Надеюсь, Вы на меня не сердитесь, а если сердитесь, то не очень. Надеюсь, что и не сердитесь за несколько слов о Вас в «Н<овом> Р<усском> Слове». Я статьи еще не видел, но знаю, что она появилась. Писал я с лучшими к Вам чувствами[903]. Но вот что получается неправильно и даже неловко, хотя по человеческой слабости это и неизбежно: об одном пишешь то, что думаешь действительно, о другом – далеко не так. «Перспектива» нарушается, и понимают истину лишь те, кто читает между строк и зная автора. Я об этом часто размышляю и мечтаю когда-нибудь написать статью, которая начиналась бы приблизительно так: ну, поговорим начистоту – такой-то, такая-то и т. д. – как в «гамбургском счете», помните, у Шкловского[904]. О Вас я писал с намерением «ткнуть пальцем» в то и на то, чего многие у Вас не слышат и не понимают. Если статья появилась без сокращений (едва ли) и искажений (почти всегда опечатки), то это должно бы быть ясно. У Вас есть «главное», хотя бы тень от главного, которое и не снилось другим.
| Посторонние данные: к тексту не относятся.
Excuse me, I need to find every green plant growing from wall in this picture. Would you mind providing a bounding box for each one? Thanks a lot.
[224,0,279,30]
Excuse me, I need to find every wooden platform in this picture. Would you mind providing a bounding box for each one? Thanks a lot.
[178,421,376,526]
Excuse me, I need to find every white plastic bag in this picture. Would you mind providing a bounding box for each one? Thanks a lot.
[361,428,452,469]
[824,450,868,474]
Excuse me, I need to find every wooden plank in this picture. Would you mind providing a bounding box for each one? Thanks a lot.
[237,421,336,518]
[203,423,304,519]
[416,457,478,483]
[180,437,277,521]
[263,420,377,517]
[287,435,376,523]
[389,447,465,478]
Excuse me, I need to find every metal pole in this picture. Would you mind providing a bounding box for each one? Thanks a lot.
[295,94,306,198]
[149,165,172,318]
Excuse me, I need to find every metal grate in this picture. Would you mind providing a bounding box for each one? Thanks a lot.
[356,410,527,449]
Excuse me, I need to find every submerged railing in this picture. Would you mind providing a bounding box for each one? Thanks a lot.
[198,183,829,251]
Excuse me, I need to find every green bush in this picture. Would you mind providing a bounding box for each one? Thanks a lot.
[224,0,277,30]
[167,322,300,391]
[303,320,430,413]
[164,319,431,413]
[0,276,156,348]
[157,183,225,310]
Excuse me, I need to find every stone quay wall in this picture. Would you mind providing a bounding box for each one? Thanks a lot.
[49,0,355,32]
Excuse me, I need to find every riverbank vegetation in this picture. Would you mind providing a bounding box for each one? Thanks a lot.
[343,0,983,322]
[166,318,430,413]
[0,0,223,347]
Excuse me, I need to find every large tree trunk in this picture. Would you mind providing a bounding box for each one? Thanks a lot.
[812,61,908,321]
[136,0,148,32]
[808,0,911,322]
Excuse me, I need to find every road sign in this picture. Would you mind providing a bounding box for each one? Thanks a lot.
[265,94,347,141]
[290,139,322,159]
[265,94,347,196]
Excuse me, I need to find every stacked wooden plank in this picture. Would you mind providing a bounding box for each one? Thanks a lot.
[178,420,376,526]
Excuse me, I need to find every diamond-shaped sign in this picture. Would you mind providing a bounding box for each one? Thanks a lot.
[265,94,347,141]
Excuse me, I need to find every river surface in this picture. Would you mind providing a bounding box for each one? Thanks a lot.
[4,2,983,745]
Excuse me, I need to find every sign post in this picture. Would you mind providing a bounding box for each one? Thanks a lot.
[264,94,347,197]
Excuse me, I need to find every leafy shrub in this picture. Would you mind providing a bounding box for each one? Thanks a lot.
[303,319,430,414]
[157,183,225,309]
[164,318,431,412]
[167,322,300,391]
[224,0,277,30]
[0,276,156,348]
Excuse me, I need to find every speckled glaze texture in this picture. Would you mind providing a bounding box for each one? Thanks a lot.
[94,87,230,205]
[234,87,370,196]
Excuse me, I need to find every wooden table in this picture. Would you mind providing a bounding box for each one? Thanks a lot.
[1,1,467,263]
Как Вы живете? Не отвечаю на то, что писали Вы мне в мае, т. к., Вы, конечно, забыли об этом. О Достоевском хотел бы кое-что сказать Вам «в дискуссионном порядке». В сущности, это писатель для юношества[905], не как Жюль Верн, а в дополнение к нему. Должны любить его те, кто остается молод душой всю жизнь. Я перестаю его любить, очевидно, старея. (Не думайте, что хочу сказать «взрослея».)
До свидания. Буду искренне рад, если когда-нибудь напишете.
Крепко жму руку.
Ваш Г. Адамович.
9
14/I-<19>54
<Манчестер>
Дорогой Юрий Павлович,
Вернулся в Манчестер три дня тому назад – и нашел Ваше письмо (от 8-го января). Антологии еще не получил.
Вы хотели бы, чтобы я дал на книгу рецензию в «Опыты». Но я еще не послал им свои очередные «Комментарии» и едва ли успею написать еще и рецензию. Когда выходит № «Опытов»?[906]
Помимо того, у меня есть другое соображение. Я хочу в № 4 «Опытов» – если только он будет! – дать большую статью о поэзии в эмиграции[907]. У меня давно об этом была мысль, все не могу собраться написать это, да кроме «Опытов» и негде. Конечно, это была бы отчасти и «рецензия» на Ваш сборник. Тема большая, в двух словах ничего не скажешь, и мне не хотелось бы в короткой предварительной заметке комкать все то, что надо бы сказать. Конечно, это еще – мечта и проэкт, м<ожет> б<ыть>, я ничего и не напишу. Но надеюсь, что напишу, заменив такой статьей обычные «Комментарии». В Париже я слышал, что продолжение «Опытов» далеко не обеспечено и вообще под сомнением. Но это, м<ожет> б<ыть>, очередное «злопыхательство»[908]. Было бы очень жаль, если бы у слухов этих была почва. Журнал с недостатками, но в общем хороший и нужный, п<отому> что не совпадающий с «Нов<ым> Журналом» и не делающий «double emploi»[909].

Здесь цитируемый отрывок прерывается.